Une nouvelle session de négociations entre la rébellion de l’AFC/M23 et le gouvernement de la République démocratique du Congo s’ouvrira la semaine prochaine, soit à la mi-avril 2026, en Suisse. Cette rencontre est convoquée par les États-Unis et le Qatar, selon un rapport publié en avril 2026 par le Congo Research Group (CRG) et le Center on International Cooperation (CIC) de l’Université de New York. Le processus habituellement conduit à Doha et chargé de la gestion de la crise entre Kinshasa et ce mouvement rebelle soutenu par le Rwanda, a été délocalisé en raison du conflit dans le Golfe.
À la veille de ce rendez-vous censé contribuer à la résolution de la crise entre les deux parties, la rébellion de l’AFC/M23 confirme sa participation aux discussions. Selon son porte-parole, Lawrence Kanyuka, l’organisation s’y engage dans un esprit de responsabilité et en faveur d’une solution pacifique à la crise dans l’Est de la République démocratique du Congo, tout en dénonçant en même temps des attaques de l’armée dans les zones occupées par la rébellion.
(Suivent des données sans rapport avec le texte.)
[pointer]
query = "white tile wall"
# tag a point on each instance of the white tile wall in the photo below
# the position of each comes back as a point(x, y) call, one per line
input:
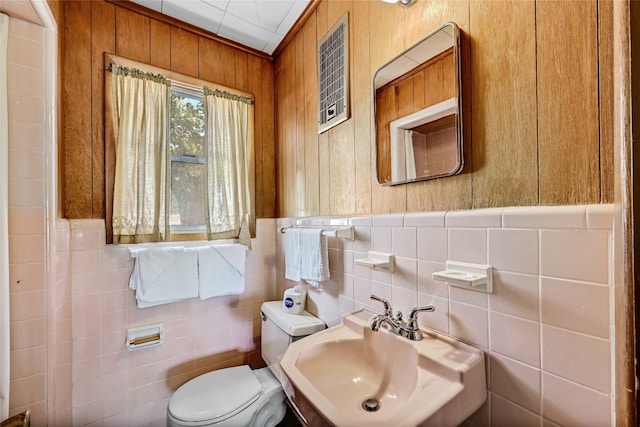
point(546, 328)
point(100, 382)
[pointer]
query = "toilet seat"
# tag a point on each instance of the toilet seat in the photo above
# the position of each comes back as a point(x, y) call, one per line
point(215, 396)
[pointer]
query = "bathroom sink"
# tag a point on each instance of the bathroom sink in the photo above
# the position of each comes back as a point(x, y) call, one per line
point(349, 375)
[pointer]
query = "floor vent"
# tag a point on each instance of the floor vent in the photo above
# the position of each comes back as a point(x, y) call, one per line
point(333, 75)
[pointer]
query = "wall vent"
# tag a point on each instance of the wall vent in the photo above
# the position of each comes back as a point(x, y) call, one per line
point(333, 75)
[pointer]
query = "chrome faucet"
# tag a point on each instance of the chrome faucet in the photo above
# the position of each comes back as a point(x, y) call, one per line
point(409, 329)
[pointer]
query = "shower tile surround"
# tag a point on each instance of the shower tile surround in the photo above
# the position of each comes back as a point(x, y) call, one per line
point(546, 328)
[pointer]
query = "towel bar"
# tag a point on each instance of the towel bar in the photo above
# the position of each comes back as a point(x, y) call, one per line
point(344, 232)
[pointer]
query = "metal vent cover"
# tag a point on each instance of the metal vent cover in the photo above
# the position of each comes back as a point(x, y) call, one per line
point(333, 75)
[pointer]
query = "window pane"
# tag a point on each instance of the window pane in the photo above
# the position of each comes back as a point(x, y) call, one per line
point(187, 196)
point(187, 124)
point(187, 161)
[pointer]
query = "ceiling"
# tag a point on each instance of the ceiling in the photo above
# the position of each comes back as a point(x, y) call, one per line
point(258, 24)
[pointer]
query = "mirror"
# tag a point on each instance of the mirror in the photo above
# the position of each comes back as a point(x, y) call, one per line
point(417, 107)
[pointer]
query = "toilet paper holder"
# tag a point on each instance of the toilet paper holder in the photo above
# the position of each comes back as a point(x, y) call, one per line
point(144, 337)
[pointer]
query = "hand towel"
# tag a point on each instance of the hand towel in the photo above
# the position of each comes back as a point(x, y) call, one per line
point(164, 275)
point(221, 270)
point(306, 255)
point(292, 260)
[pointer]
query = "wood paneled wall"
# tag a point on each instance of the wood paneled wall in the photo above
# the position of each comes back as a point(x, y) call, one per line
point(537, 88)
point(89, 29)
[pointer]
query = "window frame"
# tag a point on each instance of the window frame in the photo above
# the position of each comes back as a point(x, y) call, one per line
point(182, 81)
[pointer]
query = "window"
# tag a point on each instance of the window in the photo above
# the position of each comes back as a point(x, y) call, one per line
point(179, 157)
point(187, 161)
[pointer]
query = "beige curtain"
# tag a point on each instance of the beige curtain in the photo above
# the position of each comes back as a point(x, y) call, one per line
point(141, 104)
point(228, 147)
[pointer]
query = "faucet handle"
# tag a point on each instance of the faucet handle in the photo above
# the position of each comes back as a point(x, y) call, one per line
point(387, 306)
point(413, 315)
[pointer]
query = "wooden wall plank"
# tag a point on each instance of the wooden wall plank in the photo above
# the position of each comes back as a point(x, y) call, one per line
point(384, 44)
point(342, 183)
point(103, 20)
point(362, 107)
point(567, 128)
point(289, 121)
point(503, 106)
point(267, 107)
point(310, 64)
point(160, 44)
point(242, 71)
point(453, 192)
point(76, 105)
point(254, 85)
point(185, 57)
point(132, 35)
point(299, 124)
point(280, 123)
point(606, 79)
point(88, 29)
point(324, 163)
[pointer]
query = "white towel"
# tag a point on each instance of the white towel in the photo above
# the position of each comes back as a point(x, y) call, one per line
point(292, 260)
point(164, 275)
point(306, 256)
point(221, 270)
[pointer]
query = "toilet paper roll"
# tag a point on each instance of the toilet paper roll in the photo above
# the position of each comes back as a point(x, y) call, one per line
point(293, 301)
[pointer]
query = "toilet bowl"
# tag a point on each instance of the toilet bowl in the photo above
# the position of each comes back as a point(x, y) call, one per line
point(240, 396)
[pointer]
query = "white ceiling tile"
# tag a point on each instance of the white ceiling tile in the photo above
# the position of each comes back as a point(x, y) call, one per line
point(259, 24)
point(267, 14)
point(244, 32)
point(293, 14)
point(151, 4)
point(194, 12)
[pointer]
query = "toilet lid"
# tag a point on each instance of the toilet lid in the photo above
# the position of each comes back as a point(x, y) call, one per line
point(216, 395)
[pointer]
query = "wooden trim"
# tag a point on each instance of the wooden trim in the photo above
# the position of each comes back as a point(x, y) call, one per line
point(134, 7)
point(627, 162)
point(311, 8)
point(110, 58)
point(416, 70)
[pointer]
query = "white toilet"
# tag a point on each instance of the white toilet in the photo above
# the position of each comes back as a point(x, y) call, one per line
point(240, 396)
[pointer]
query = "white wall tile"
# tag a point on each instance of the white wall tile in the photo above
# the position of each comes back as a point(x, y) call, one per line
point(424, 219)
point(517, 382)
point(577, 306)
point(432, 244)
point(381, 239)
point(577, 357)
point(570, 404)
point(578, 255)
point(468, 245)
point(600, 217)
point(426, 284)
point(516, 294)
point(512, 337)
point(514, 250)
point(485, 218)
point(404, 242)
point(506, 413)
point(543, 217)
point(469, 323)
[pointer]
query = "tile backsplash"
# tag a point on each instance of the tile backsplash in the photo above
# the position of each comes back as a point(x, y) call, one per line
point(547, 326)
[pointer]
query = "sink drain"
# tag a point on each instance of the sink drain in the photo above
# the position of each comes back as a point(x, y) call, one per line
point(370, 405)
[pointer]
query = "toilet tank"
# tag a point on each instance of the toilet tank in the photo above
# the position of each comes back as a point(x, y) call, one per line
point(279, 329)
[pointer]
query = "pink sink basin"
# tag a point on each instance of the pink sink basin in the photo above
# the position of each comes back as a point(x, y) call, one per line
point(348, 375)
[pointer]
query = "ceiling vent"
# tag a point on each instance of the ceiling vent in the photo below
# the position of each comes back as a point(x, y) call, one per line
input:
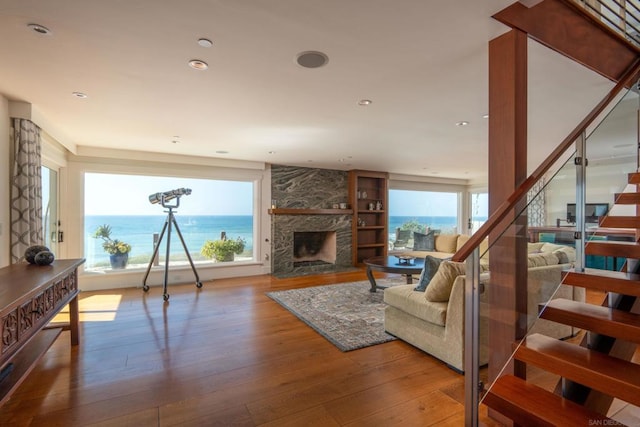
point(312, 59)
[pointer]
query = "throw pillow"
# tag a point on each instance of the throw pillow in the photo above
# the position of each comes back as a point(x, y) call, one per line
point(446, 243)
point(563, 258)
point(441, 284)
point(431, 265)
point(424, 242)
point(542, 259)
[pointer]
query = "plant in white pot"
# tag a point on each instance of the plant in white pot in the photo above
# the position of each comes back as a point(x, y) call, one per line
point(118, 251)
point(223, 249)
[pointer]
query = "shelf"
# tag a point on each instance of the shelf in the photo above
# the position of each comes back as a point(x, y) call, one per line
point(367, 211)
point(26, 359)
point(372, 245)
point(288, 211)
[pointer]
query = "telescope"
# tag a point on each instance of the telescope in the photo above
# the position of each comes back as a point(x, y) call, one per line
point(168, 195)
point(169, 223)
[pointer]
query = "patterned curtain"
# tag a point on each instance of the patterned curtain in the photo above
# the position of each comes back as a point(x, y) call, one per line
point(26, 189)
point(535, 212)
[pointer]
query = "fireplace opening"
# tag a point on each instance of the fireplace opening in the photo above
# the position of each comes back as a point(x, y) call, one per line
point(314, 248)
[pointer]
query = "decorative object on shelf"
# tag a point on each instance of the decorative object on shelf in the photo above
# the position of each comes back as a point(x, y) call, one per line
point(405, 259)
point(223, 249)
point(118, 250)
point(32, 251)
point(44, 258)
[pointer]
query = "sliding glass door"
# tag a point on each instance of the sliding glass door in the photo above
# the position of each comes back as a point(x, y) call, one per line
point(50, 221)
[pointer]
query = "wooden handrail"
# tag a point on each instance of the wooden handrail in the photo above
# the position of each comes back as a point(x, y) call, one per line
point(509, 204)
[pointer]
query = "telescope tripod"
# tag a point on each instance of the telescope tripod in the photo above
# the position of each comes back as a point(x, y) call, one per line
point(168, 223)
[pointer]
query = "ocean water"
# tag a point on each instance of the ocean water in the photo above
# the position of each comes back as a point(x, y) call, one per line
point(446, 224)
point(138, 231)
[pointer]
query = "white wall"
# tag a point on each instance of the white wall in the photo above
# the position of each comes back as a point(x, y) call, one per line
point(5, 179)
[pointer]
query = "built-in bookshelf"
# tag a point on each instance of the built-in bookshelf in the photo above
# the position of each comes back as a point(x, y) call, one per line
point(368, 197)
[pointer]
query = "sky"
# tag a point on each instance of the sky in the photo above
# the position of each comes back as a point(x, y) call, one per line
point(430, 203)
point(115, 194)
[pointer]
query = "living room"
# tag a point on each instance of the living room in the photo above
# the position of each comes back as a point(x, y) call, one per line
point(260, 127)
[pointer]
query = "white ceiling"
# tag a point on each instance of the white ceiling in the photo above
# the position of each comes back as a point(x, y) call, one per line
point(422, 63)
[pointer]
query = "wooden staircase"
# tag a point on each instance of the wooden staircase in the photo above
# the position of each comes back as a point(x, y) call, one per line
point(599, 366)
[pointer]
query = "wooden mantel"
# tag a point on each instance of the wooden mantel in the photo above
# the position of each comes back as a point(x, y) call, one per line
point(294, 211)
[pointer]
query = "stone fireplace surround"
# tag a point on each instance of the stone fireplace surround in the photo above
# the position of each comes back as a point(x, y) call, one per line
point(308, 188)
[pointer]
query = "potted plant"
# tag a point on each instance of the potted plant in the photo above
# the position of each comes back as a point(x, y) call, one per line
point(223, 249)
point(118, 251)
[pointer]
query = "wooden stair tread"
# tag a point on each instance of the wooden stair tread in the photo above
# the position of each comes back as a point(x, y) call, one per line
point(602, 320)
point(627, 199)
point(610, 375)
point(530, 405)
point(604, 280)
point(613, 248)
point(620, 221)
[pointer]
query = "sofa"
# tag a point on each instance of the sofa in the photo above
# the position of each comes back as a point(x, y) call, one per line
point(437, 245)
point(437, 327)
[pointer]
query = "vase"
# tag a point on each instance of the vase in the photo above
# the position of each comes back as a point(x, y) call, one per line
point(226, 257)
point(119, 261)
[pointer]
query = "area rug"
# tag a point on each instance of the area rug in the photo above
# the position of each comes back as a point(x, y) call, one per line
point(346, 314)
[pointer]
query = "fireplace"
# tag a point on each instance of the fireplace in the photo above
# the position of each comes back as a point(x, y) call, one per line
point(306, 240)
point(314, 248)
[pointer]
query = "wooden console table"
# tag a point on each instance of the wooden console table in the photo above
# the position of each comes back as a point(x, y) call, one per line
point(30, 296)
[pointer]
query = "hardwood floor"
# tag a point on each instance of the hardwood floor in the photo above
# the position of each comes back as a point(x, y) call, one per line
point(226, 355)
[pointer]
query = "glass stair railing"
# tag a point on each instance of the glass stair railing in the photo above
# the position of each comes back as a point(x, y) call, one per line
point(557, 269)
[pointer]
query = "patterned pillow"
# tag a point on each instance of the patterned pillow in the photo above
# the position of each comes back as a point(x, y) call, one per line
point(431, 265)
point(439, 288)
point(424, 242)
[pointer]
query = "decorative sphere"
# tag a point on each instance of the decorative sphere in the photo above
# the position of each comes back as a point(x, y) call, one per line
point(32, 251)
point(44, 258)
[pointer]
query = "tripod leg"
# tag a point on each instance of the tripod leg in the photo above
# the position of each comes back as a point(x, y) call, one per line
point(170, 219)
point(155, 252)
point(186, 251)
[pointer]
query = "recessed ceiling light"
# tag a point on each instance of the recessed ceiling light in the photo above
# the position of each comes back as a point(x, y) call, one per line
point(40, 29)
point(197, 64)
point(312, 59)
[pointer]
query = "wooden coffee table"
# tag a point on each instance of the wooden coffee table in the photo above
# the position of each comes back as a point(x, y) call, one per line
point(392, 264)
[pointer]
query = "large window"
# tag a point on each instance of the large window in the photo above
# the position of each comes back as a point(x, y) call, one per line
point(121, 202)
point(422, 210)
point(50, 208)
point(479, 210)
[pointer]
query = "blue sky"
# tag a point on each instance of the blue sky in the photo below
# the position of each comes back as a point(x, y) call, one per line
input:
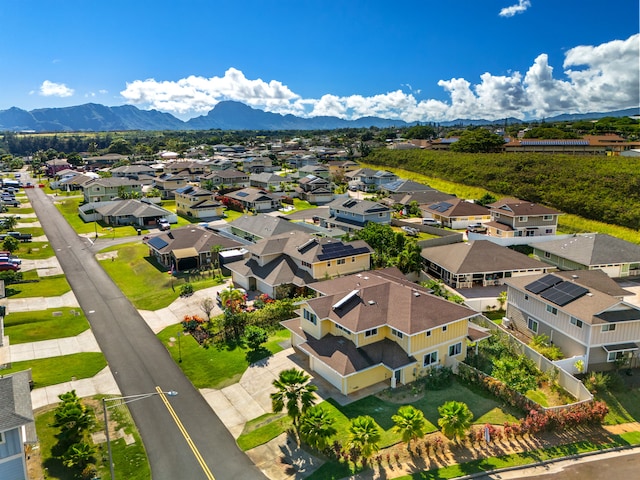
point(413, 60)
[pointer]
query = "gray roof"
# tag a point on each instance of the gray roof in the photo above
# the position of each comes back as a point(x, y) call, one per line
point(480, 256)
point(15, 400)
point(593, 249)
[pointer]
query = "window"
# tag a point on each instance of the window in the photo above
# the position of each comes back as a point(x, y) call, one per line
point(613, 356)
point(311, 317)
point(340, 327)
point(430, 359)
point(396, 333)
point(455, 349)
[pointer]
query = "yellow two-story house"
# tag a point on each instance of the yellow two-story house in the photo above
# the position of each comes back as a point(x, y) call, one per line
point(377, 327)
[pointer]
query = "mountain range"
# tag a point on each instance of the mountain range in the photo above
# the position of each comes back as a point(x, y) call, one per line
point(227, 115)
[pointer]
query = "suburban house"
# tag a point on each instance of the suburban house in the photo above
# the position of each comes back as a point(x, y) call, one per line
point(511, 217)
point(457, 214)
point(103, 189)
point(267, 181)
point(133, 171)
point(592, 251)
point(478, 263)
point(167, 183)
point(292, 260)
point(197, 202)
point(255, 199)
point(253, 228)
point(126, 212)
point(376, 327)
point(583, 312)
point(350, 214)
point(317, 170)
point(190, 170)
point(17, 425)
point(405, 186)
point(315, 190)
point(369, 180)
point(188, 248)
point(229, 178)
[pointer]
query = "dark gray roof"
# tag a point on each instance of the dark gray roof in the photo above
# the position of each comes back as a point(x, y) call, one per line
point(480, 256)
point(15, 400)
point(593, 249)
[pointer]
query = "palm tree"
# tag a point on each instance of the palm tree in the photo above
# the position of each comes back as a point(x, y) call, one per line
point(410, 422)
point(364, 434)
point(455, 419)
point(293, 393)
point(316, 427)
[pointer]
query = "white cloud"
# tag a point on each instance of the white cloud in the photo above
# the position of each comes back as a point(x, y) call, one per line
point(51, 89)
point(521, 7)
point(594, 78)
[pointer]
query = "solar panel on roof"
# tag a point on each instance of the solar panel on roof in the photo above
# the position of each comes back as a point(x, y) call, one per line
point(542, 284)
point(563, 293)
point(157, 243)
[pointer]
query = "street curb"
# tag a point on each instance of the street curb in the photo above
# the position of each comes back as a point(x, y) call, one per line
point(548, 462)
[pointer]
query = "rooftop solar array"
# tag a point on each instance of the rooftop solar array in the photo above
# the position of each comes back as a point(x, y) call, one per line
point(564, 293)
point(556, 290)
point(542, 284)
point(340, 250)
point(157, 243)
point(441, 207)
point(560, 142)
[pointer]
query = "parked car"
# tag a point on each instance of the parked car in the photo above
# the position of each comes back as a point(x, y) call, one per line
point(410, 231)
point(9, 266)
point(431, 222)
point(477, 228)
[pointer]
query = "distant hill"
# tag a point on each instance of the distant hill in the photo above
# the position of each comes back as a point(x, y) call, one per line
point(226, 115)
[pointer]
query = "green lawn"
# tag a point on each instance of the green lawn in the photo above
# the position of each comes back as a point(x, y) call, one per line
point(34, 250)
point(144, 282)
point(52, 286)
point(485, 408)
point(54, 370)
point(213, 367)
point(68, 207)
point(63, 322)
point(130, 460)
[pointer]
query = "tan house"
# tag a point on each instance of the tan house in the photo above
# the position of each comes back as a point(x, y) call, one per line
point(197, 202)
point(376, 327)
point(511, 217)
point(295, 259)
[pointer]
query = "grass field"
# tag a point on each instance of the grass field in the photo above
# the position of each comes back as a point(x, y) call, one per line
point(23, 327)
point(35, 286)
point(213, 367)
point(143, 281)
point(55, 370)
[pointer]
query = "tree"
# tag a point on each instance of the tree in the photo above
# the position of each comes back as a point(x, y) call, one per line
point(455, 419)
point(255, 336)
point(364, 434)
point(479, 140)
point(10, 244)
point(293, 393)
point(316, 427)
point(410, 422)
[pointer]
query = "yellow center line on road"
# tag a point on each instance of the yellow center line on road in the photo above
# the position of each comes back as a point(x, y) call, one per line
point(185, 434)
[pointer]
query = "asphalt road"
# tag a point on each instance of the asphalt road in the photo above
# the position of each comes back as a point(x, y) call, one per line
point(139, 363)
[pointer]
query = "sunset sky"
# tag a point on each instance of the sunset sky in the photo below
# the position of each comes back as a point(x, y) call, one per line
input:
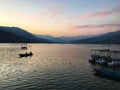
point(61, 17)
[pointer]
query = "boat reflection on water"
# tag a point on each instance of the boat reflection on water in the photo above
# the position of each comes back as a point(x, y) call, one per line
point(26, 54)
point(108, 74)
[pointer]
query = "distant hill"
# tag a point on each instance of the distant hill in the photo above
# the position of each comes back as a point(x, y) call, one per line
point(17, 35)
point(108, 38)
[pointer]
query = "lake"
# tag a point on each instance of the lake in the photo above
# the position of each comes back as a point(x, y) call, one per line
point(52, 67)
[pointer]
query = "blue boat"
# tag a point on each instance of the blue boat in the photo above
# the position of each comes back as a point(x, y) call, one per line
point(114, 75)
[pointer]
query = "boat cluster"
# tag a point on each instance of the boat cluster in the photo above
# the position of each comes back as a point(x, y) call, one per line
point(105, 60)
point(105, 57)
point(26, 54)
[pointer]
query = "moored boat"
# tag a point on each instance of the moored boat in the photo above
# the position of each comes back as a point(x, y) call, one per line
point(26, 54)
point(107, 73)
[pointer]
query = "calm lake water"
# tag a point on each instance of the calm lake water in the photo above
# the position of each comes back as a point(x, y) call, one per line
point(52, 67)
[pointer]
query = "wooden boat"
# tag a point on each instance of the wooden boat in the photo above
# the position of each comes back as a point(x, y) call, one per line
point(114, 75)
point(26, 54)
point(24, 46)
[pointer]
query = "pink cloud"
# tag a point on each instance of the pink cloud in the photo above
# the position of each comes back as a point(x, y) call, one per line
point(98, 15)
point(103, 14)
point(79, 27)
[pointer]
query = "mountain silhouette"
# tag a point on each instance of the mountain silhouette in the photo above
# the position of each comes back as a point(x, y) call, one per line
point(108, 38)
point(17, 35)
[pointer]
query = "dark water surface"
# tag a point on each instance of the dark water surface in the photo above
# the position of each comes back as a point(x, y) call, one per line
point(52, 67)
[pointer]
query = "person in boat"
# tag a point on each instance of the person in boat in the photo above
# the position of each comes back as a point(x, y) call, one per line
point(30, 53)
point(26, 53)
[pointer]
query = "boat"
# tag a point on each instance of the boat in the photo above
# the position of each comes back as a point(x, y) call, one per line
point(24, 46)
point(100, 56)
point(26, 54)
point(114, 75)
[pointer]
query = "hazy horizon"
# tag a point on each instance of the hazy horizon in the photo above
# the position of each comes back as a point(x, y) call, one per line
point(62, 17)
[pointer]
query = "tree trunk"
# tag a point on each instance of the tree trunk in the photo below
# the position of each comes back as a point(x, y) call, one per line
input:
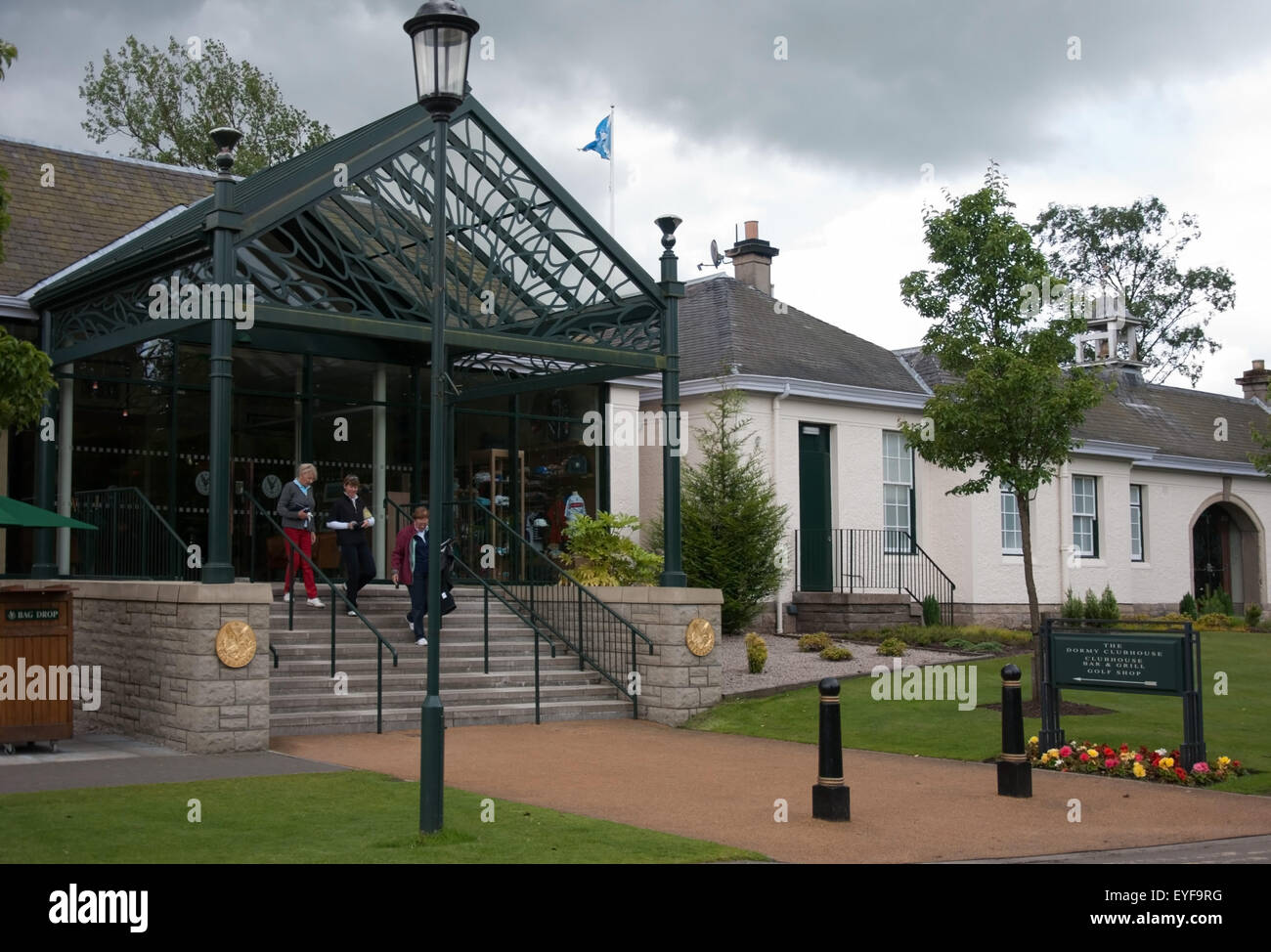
point(1033, 610)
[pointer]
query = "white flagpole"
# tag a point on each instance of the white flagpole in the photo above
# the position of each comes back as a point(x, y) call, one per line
point(611, 170)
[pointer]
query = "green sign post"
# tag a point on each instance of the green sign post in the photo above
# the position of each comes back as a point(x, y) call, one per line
point(1091, 656)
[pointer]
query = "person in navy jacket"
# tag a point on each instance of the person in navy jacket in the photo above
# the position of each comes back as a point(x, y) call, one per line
point(350, 517)
point(411, 568)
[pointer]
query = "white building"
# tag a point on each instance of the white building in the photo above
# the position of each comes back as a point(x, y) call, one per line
point(1160, 499)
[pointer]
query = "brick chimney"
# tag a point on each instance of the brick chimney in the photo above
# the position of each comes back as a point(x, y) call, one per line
point(753, 261)
point(1254, 381)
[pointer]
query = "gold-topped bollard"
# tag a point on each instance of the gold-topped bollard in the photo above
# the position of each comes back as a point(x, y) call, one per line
point(831, 799)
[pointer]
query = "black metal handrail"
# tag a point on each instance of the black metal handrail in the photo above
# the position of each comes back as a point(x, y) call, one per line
point(873, 559)
point(542, 588)
point(132, 538)
point(334, 592)
point(487, 591)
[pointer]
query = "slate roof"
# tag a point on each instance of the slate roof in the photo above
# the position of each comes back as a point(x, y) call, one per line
point(724, 322)
point(94, 201)
point(1174, 421)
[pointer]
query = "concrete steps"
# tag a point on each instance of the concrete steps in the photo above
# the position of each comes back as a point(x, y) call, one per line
point(303, 694)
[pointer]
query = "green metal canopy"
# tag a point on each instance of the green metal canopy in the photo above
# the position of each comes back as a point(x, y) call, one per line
point(335, 244)
point(20, 514)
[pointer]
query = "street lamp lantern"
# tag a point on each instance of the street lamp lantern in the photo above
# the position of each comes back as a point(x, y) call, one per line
point(441, 33)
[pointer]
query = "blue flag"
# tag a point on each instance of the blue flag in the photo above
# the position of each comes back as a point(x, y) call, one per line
point(601, 143)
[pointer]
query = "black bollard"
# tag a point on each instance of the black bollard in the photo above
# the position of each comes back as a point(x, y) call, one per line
point(1015, 771)
point(831, 800)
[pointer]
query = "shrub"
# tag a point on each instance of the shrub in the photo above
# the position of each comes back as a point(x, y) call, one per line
point(1215, 603)
point(1215, 619)
point(814, 642)
point(1073, 606)
point(600, 553)
point(757, 654)
point(1109, 608)
point(1092, 605)
point(1187, 606)
point(894, 647)
point(941, 634)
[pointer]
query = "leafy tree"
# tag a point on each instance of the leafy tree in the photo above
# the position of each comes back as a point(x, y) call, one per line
point(168, 102)
point(732, 527)
point(24, 379)
point(1261, 459)
point(1013, 406)
point(1134, 252)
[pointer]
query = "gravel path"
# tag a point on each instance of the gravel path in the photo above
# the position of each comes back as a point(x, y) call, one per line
point(789, 668)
"L’Alliance Fleuve Congo – Mouvement du 23 Mars (AFC/M23) porte à l’attention du médiateur du processus de paix de Doha, ainsi que de l’ensemble des partenaires internationaux, qu’alors que sa délégation est en route vers la Suisse pour prendre part à un nouveau round de dialogue, dans un esprit de responsabilité et d’engagement en faveur d’une solution pacifique, le régime de Kinshasa, fidèle à sa logique belliqueuse et à sa stratégie d’escalade, a ordonné à ses forces coalisées de lancer des attaques coordonnées contre des zones densément peuplées", a-t-il annoncé ce jeudi 9 avril 2026 sur X.
Lors d’une récente rencontre avec les diplomates et les ambassadeurs accrédités en RDC, au nom du gouvernement de la République démocratique du Congo, Thérèse Kayikwamba Wagner, cheffe de la diplomatie congolaise, avait réaffirmé l’attachement du pays au processus de Doha.
"Nous restons attachés au processus de Doha. Nous savons que c’est à travers ce processus que nous espérons faire des avancées aussi avec le M23 et, encore une fois, avoir des engagements clairs ainsi qu’une capacité de vérifier le respect ou le non-respect de ces engagements. Nous sommes en échange étroit avec nos partenaires qataris pour voir comment le momentum, l'élan de ce processus peut être maintenu et, peut-être, revoir certaines configurations qui pourraient le rendre possible", avait-elle indiqué.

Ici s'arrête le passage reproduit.